# Data Engineering Challenge
## Challenge 1: System Design
Consider you have to create a service to process event data in JSON format:
```
{
"event_ts": "yyyy-mm-dd hh:mm:ss",
"event_source": "source_name",
"event_name": "my_event",
"event_data": {...}
}
```
You can receive different types of events:
* Events triggered by frontend & backend software (e.g., *new user account created*).
* Incoming events from database triggers (e.g., *insert, updates, deletes from different tables*).
* etc
**You have to help designing a data platform capable of allowing data analysts and scientists to answer business questions.**
* Assuming your input is consistently these JSON-based events. How would you design the data platform?
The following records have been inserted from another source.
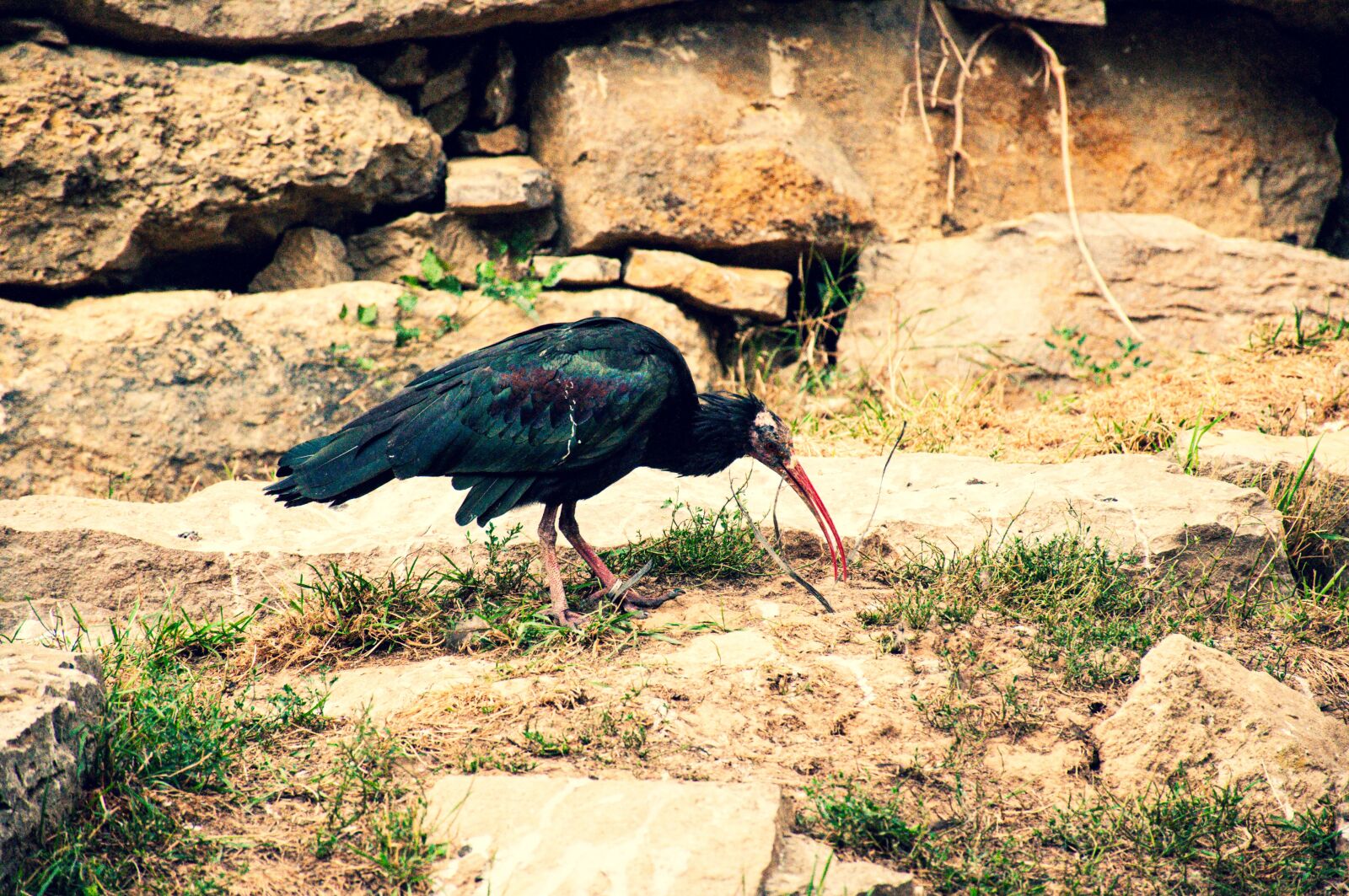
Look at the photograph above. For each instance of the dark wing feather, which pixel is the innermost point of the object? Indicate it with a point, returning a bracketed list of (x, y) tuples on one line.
[(555, 400)]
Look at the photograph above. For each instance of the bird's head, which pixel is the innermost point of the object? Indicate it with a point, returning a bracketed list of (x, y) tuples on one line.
[(762, 436)]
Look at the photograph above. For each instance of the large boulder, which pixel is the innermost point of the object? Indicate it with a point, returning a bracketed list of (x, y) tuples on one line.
[(996, 296), (784, 137), (152, 393), (229, 545), (246, 24), (126, 159), (1200, 714), (49, 702)]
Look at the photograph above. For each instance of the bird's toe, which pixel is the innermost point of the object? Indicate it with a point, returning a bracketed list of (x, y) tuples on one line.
[(634, 604)]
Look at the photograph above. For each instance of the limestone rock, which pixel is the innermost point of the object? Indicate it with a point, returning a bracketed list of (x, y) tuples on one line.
[(1328, 18), (1065, 11), (127, 159), (772, 94), (621, 838), (47, 702), (246, 24), (579, 270), (496, 185), (712, 287), (227, 547), (33, 29), (447, 83), (397, 65), (395, 249), (1245, 458), (1228, 725), (506, 141), (803, 861), (168, 388), (307, 258), (958, 305), (498, 101)]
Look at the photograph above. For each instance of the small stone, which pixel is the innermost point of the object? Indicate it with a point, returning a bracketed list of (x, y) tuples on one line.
[(447, 116), (508, 141), (307, 256), (1200, 709), (397, 249), (714, 287), (579, 270), (503, 184), (397, 67), (802, 862), (49, 698), (498, 103), (447, 83), (31, 29)]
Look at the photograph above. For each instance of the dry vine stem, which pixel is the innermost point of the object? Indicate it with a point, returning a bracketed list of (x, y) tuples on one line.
[(1054, 69)]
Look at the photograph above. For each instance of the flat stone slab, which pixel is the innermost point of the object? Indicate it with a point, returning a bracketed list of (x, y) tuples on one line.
[(712, 287), (489, 185), (229, 545), (47, 700), (579, 837)]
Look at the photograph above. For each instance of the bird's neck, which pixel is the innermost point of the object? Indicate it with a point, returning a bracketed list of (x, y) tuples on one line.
[(706, 444)]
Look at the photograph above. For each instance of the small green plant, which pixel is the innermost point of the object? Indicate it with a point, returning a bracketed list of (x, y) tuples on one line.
[(707, 544), (852, 819), (1281, 339), (1072, 341)]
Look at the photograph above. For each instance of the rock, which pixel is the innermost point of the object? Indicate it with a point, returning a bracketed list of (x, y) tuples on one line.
[(803, 862), (33, 29), (168, 388), (245, 24), (1229, 727), (494, 185), (555, 835), (307, 256), (712, 287), (1065, 11), (127, 159), (1251, 458), (997, 294), (395, 249), (579, 270), (397, 65), (49, 700), (772, 94), (498, 101), (227, 547), (506, 141), (1328, 18), (449, 81), (1319, 500), (447, 116)]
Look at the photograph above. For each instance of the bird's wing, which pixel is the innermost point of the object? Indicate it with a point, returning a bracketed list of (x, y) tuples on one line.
[(555, 408)]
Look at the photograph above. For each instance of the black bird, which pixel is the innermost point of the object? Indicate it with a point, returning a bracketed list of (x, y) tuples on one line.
[(551, 416)]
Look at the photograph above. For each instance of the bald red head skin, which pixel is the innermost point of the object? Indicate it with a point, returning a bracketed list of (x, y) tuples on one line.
[(771, 444)]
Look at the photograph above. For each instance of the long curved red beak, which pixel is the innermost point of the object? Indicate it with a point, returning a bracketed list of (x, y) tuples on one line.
[(800, 483)]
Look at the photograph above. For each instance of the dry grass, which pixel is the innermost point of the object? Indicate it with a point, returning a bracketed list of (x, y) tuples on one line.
[(1276, 392)]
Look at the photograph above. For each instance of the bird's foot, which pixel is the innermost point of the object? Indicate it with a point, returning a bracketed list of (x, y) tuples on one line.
[(636, 605), (631, 602), (568, 619)]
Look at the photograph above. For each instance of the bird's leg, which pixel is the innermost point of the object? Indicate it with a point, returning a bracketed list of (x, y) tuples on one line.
[(567, 523), (606, 577), (552, 572)]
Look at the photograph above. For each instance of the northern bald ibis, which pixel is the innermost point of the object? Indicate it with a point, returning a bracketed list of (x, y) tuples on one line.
[(551, 416)]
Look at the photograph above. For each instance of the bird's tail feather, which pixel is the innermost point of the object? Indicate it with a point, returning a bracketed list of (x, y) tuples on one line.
[(334, 469)]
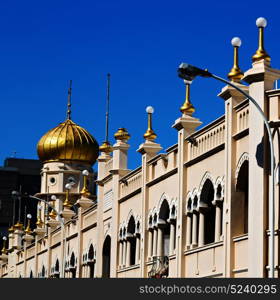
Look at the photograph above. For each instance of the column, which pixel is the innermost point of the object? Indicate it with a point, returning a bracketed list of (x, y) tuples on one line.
[(137, 250), (120, 252), (194, 230), (201, 229), (150, 243), (124, 253), (160, 242), (188, 231), (172, 237), (155, 242), (94, 270), (128, 249), (218, 223)]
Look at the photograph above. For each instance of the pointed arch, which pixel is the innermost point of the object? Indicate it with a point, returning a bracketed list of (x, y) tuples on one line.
[(163, 198), (243, 157), (106, 257), (206, 176)]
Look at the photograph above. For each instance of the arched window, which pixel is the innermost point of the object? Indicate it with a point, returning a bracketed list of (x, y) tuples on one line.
[(43, 273), (195, 225), (209, 211), (56, 269), (91, 261), (164, 225), (73, 265), (106, 253), (240, 207), (131, 238)]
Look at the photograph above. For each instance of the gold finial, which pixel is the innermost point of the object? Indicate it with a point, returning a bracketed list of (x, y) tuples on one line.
[(187, 108), (261, 53), (53, 214), (39, 222), (67, 203), (18, 225), (28, 229), (122, 134), (69, 101), (150, 134), (4, 250), (235, 73), (85, 192)]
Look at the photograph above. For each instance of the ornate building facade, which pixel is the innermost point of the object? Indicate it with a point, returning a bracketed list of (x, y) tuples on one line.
[(198, 209)]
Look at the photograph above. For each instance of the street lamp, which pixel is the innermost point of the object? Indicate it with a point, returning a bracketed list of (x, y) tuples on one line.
[(189, 72), (55, 213)]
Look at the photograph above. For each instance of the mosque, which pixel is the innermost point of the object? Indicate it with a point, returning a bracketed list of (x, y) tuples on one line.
[(201, 208)]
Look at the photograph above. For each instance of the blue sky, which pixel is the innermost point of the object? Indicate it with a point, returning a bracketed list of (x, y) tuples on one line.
[(141, 43)]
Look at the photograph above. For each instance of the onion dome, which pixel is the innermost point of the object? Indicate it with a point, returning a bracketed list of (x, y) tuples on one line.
[(106, 147), (68, 142)]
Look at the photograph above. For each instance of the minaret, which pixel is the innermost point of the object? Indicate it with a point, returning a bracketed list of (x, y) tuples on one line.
[(235, 73), (261, 78), (232, 97), (148, 150), (149, 147), (261, 53), (106, 147), (185, 126), (120, 150)]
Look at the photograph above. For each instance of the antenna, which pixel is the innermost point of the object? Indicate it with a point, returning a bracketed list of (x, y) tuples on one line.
[(69, 101), (25, 214), (19, 206), (107, 107)]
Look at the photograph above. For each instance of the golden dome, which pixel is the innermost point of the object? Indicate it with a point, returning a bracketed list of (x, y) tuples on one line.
[(68, 141)]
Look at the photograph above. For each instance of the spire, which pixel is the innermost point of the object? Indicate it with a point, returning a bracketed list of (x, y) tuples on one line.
[(235, 73), (261, 53), (187, 108), (69, 101), (122, 135), (106, 147), (19, 225), (107, 107), (150, 134), (28, 228)]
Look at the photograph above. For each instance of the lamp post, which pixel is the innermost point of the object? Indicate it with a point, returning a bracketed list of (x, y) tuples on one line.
[(189, 72)]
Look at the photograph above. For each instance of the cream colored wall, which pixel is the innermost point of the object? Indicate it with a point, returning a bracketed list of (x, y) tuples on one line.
[(163, 188)]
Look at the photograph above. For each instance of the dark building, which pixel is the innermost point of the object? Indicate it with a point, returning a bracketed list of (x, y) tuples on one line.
[(18, 175)]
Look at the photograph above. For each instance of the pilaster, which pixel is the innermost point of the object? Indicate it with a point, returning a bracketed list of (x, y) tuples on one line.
[(148, 150), (232, 97), (185, 126)]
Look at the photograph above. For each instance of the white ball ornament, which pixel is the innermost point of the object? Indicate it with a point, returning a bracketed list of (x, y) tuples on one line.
[(261, 22), (236, 42), (150, 110)]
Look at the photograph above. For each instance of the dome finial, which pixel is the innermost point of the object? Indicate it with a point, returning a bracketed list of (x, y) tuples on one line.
[(150, 134), (261, 53), (69, 101), (235, 73), (187, 108)]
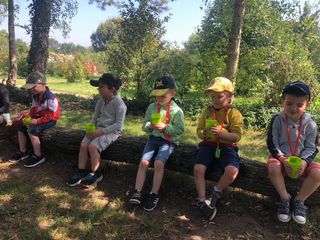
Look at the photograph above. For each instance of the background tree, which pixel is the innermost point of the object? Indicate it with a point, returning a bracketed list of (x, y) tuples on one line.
[(44, 14), (13, 68)]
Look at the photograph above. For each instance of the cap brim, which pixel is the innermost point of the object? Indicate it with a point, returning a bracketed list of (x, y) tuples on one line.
[(28, 86), (94, 83), (158, 92)]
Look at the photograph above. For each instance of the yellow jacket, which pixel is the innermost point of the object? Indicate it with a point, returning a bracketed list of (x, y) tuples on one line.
[(233, 122)]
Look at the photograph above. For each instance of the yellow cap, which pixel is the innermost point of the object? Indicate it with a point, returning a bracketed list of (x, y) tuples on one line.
[(220, 84)]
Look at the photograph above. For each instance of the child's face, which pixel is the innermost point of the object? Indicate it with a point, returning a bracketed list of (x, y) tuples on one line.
[(38, 88), (220, 99), (105, 91), (294, 106), (164, 99)]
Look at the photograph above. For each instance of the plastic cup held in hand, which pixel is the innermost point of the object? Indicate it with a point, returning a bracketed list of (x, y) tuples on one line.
[(156, 118), (90, 127), (295, 163), (211, 123)]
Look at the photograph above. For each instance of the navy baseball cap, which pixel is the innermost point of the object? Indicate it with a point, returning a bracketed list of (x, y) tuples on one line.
[(297, 88)]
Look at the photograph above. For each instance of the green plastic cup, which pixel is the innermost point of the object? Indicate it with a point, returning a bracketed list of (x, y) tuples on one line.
[(156, 118), (295, 163), (90, 127), (211, 123), (26, 120)]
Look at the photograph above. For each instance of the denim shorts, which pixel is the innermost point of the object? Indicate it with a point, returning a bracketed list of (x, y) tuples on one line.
[(158, 148), (228, 156), (101, 142), (36, 130)]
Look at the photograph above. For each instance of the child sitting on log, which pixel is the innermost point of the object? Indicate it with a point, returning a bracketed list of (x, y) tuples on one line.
[(220, 128), (164, 123), (293, 133), (44, 114), (4, 106), (106, 127)]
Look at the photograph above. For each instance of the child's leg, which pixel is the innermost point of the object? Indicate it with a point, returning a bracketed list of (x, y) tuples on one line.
[(199, 172), (229, 175), (157, 175), (94, 157), (22, 142), (141, 174), (311, 182), (277, 179), (35, 140), (83, 155)]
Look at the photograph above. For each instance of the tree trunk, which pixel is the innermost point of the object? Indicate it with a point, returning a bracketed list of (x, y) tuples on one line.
[(252, 175), (234, 40), (41, 22), (12, 76)]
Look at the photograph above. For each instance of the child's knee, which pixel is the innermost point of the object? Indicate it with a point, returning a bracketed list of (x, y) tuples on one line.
[(231, 172), (144, 164), (199, 170), (158, 165)]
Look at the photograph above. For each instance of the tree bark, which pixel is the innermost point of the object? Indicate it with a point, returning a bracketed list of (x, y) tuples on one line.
[(252, 175), (234, 40), (13, 68), (41, 22)]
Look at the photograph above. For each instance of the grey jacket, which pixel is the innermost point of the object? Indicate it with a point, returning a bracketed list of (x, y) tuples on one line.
[(109, 116), (277, 139)]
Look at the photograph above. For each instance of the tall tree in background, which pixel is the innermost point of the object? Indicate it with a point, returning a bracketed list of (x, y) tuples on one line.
[(234, 40), (44, 14), (13, 68)]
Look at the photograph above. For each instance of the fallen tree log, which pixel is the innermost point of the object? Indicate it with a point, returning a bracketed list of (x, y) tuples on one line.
[(252, 176)]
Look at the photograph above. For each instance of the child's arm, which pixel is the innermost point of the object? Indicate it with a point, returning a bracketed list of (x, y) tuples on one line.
[(310, 151), (176, 127), (146, 126), (273, 139)]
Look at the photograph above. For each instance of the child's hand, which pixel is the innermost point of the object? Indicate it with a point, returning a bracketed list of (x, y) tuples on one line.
[(97, 133), (159, 126), (303, 168), (32, 122)]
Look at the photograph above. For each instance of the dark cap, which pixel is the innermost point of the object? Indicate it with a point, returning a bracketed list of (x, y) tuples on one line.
[(33, 79), (108, 79), (162, 86), (298, 89)]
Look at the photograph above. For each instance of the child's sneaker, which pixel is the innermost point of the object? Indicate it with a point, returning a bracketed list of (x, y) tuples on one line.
[(34, 160), (299, 212), (136, 197), (18, 156), (76, 179), (283, 211), (151, 202), (209, 210), (91, 180)]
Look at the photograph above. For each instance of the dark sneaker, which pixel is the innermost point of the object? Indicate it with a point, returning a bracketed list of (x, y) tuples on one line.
[(76, 179), (209, 210), (283, 211), (18, 156), (34, 160), (299, 212), (151, 202), (136, 197), (91, 180)]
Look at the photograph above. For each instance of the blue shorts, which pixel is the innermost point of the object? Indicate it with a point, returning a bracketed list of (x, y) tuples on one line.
[(36, 130), (228, 156), (157, 148)]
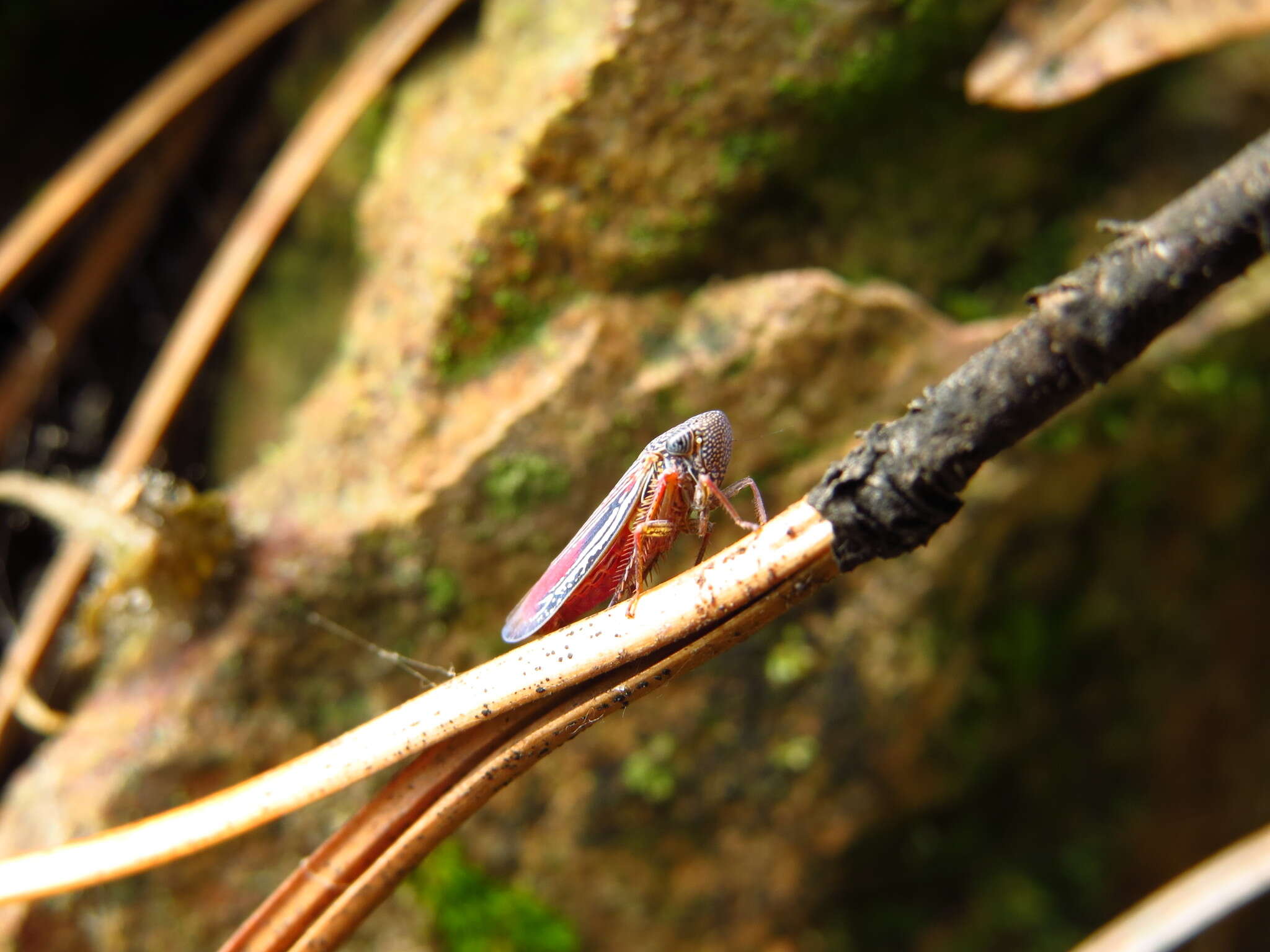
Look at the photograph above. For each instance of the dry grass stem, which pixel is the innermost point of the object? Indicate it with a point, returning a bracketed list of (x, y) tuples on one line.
[(611, 694), (687, 603), (219, 51), (1189, 904), (328, 121)]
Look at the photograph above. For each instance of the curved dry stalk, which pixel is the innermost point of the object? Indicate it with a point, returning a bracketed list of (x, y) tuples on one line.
[(680, 607), (201, 66), (95, 271), (613, 692), (1194, 901), (78, 511), (329, 870), (384, 51)]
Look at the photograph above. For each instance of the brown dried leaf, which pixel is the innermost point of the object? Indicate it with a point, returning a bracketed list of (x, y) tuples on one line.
[(1047, 54)]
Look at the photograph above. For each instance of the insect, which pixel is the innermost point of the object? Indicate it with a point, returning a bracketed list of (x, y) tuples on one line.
[(671, 488)]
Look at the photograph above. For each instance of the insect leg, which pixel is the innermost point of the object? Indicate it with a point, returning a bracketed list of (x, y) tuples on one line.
[(723, 496), (652, 527)]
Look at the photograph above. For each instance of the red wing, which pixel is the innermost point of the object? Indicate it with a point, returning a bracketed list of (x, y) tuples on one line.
[(585, 551)]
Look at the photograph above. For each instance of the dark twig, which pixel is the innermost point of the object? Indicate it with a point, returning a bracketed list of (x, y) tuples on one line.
[(892, 493)]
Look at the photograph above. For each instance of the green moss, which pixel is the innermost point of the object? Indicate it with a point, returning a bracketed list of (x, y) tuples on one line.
[(520, 315), (521, 482), (649, 771), (748, 151), (473, 913), (790, 659), (525, 240), (796, 754), (441, 591)]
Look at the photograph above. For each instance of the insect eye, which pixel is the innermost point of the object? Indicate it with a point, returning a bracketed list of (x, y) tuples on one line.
[(680, 444)]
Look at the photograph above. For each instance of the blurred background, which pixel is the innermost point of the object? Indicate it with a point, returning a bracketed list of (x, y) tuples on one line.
[(566, 227)]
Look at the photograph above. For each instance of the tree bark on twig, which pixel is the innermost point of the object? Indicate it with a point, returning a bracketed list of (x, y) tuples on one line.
[(892, 493)]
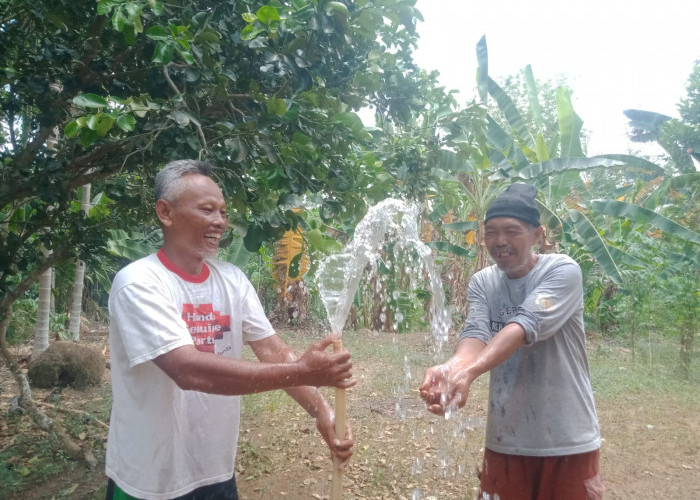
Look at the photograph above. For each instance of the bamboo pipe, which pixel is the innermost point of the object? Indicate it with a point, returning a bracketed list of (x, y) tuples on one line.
[(340, 422)]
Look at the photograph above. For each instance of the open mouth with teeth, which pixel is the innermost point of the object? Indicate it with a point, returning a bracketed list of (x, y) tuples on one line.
[(505, 252)]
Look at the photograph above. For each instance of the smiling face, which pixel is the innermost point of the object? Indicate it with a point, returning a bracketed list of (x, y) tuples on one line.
[(509, 242), (192, 222)]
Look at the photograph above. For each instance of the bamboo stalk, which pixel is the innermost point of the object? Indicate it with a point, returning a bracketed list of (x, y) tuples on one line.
[(340, 422)]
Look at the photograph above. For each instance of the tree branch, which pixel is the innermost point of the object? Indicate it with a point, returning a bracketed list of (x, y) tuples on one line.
[(171, 84)]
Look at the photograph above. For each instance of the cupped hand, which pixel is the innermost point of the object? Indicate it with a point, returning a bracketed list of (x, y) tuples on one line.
[(444, 388)]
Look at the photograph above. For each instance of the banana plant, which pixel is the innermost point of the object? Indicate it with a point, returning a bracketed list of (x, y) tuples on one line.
[(517, 155)]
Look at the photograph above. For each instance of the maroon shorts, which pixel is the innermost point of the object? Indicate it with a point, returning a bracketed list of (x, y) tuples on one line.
[(516, 477)]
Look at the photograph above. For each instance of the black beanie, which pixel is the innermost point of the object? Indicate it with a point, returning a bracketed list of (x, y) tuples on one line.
[(518, 201)]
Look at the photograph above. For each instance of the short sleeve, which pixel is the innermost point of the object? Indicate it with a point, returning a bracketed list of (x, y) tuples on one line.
[(555, 299), (147, 321), (255, 325), (478, 324)]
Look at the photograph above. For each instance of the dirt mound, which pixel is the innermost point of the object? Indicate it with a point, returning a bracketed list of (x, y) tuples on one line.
[(66, 363)]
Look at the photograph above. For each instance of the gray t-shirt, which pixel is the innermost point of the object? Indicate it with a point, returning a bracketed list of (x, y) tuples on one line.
[(540, 399)]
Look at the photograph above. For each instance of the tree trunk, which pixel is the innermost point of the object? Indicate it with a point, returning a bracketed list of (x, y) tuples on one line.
[(41, 333), (78, 282), (26, 402)]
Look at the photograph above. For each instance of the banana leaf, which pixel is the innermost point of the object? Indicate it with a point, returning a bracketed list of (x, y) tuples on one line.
[(532, 96), (589, 238), (482, 78), (515, 120), (464, 226), (570, 125), (444, 246), (558, 165), (641, 215)]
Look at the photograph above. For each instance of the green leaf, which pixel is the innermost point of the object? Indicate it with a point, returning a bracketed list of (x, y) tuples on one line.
[(570, 125), (446, 247), (87, 137), (276, 107), (541, 148), (337, 7), (72, 129), (559, 165), (462, 227), (590, 239), (641, 215), (89, 101), (318, 242), (104, 125), (186, 55), (126, 122), (267, 14), (532, 96), (482, 78), (182, 118), (510, 111), (158, 33), (163, 53), (249, 17)]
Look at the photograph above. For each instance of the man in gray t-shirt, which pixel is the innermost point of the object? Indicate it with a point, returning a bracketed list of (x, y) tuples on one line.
[(525, 327)]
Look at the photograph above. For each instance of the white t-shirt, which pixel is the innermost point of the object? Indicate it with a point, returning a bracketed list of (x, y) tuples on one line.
[(164, 442), (540, 399)]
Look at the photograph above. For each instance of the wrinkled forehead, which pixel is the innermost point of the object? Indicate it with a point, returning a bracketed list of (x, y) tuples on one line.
[(506, 223), (195, 186)]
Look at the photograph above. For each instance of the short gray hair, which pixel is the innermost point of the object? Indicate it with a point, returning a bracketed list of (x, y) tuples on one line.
[(168, 186)]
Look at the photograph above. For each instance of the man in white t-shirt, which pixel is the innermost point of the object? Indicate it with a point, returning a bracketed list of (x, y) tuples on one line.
[(178, 321), (525, 327)]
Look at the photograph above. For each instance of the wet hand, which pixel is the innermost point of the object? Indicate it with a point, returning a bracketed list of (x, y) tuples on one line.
[(322, 368), (444, 388)]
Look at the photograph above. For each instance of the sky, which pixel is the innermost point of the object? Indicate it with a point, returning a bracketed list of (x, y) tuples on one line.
[(615, 54)]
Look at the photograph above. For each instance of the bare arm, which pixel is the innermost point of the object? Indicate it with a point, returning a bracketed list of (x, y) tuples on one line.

* What architectural components will you consider? (e.g., *how to store & process the data? what services would you build/implement?*)
* (Bonus) How would you handle changes in the schema?
## Challenge 2: Python Coding
----
Recommended online python interpreter:
* https://www.online-python.com/
* https://www.pythonanywhere.com/try-ipython/
:::warning
Consider saving your solution in an external file to avoid data loss.
:::
----
Assume that you are given a Python dictionary that can only contain the following data types:
* Strings (keys)
* Integers (vals)
* Dictionaries (vals)
* Cannot be empty.
Example of a compliant dictionary:
```jsonld=
my_dictionary = {
"a": 1,
"b": 2,
"c": {"d": 3, "e": 4, "f": 5}
}
```
* Note: The inner dict can be nested and contain any valid data type.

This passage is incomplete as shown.